Getting ready to be a paediatric intern? Then get ready to be woken up between midnight and 3 a.m. by an admission of excessive crying. More often than not by the time the baby comes to the hospital, the vibration of the car/trishaw ride has soothed the baby into pretty much a sedative coma. Annoying? Yes. Must be seen? Also, yes.
The background story
An anxious new mother brings a crying 2 month old baby boy. The baby is exclusively breast fed (on demand feeding) and has not had any prior problems. The mother claims the child has been excessively crying for about 3 hours continuously and cannot be soothed. The mother says the baby has had no fever, cough, cold, vomiting or loose stools. There was also no contact history of cough/cold. When crying the baby had refused to feed, but had fed 6 hours prior and passed urine/stools as normal during the day. There was no previous history of similar events.
So what did I do?
After taking a quick history, the mother was almost in tears as the baby had kick started the howling again, and so to give her a break I picked up the baby. As expected, the baby was inconsolable and only mildly settled even with my magic almost always effective techniques. On quick examination, the child was found to be hydrated with adequate weight gain and no fever. The child does not cry in response to touch or movement and physical examination was otherwise normal. No labial adhesion was found.
Investigations and management?
One of the best things I learnt from my paediatric consultant was not to invasively investigate otherwise healthy babies.
Assessment of breast feeding would be first on the management plan agenda just to ensure the baby is being fed adequately (not too much or too little). The one thing you should not miss with excessive crying is an infection such as a urinary tract infection which can be common. Instead of picking the baby you can just ask the mother to collect 2 samples of urine for a urine full report and urine culture. If the baby had frothy or explosive stools, it may be useful to investigate for food intolerances.
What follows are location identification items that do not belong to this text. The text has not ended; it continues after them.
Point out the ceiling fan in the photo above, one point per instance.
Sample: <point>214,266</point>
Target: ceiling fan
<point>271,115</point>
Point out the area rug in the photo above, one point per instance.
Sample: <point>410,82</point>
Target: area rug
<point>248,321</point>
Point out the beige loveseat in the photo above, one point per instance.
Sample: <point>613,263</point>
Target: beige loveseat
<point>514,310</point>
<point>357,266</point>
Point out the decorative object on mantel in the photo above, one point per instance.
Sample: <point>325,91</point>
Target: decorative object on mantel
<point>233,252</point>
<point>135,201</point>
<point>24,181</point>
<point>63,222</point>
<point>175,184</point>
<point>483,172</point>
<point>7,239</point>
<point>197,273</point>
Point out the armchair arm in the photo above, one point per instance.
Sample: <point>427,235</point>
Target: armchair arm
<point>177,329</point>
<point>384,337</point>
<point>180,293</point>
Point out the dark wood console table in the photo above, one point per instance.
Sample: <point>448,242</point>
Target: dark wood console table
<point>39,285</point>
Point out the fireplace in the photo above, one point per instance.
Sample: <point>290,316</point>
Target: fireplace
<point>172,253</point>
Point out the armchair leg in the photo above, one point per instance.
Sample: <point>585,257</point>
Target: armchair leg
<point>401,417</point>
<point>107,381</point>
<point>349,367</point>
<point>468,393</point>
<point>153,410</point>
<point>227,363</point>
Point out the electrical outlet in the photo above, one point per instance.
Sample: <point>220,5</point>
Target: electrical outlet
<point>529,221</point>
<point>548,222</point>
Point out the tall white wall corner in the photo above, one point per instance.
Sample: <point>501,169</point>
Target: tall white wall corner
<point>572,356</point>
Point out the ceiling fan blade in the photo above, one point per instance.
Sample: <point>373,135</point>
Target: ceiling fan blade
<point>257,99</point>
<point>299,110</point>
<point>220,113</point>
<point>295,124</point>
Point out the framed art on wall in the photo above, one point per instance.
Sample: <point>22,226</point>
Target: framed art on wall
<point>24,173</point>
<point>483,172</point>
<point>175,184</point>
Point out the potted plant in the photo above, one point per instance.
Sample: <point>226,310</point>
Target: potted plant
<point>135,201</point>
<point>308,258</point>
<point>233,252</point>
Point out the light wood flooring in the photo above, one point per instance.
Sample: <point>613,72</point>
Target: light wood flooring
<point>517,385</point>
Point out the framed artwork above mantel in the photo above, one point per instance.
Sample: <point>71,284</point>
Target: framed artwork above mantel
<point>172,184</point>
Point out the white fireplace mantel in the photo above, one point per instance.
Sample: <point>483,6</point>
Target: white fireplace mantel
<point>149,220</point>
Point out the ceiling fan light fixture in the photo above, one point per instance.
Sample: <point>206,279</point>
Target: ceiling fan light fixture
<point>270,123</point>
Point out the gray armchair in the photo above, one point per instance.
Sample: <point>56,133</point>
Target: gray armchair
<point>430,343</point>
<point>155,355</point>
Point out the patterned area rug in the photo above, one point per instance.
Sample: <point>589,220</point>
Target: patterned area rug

Colic is quite common in this age group, but there isn’t a lot you can do about it. There are mixed opinions on the use of simethicone in managing babies with colic, but in our department it was occasionally used and did have good results. An excessively crying baby is very difficult for parents to bear with especially for new parents and so parental education is very important. A change in environment such as in the way the baby is carried and swaddled may also help. A hypoallergenic diet for breast feeding mothers that excludes cow’s milk protein may also be helpful. Colic usually settles by the age of 3-4 months.
Intussusception, torsion of the testes and strangulated hernias are also important differential diagnoses to consider.
Conclusion
Colic is a relatively common encounter in the paediatric setting. It is equally found amongst the sexes and in both bottle & breast fed babies. However, it is more common in pre term babies. The mainstay of treatment is parent education as it can be particularly frustrating. It is a common admission, so hang onto your patience as the mother may need more comforting than the baby!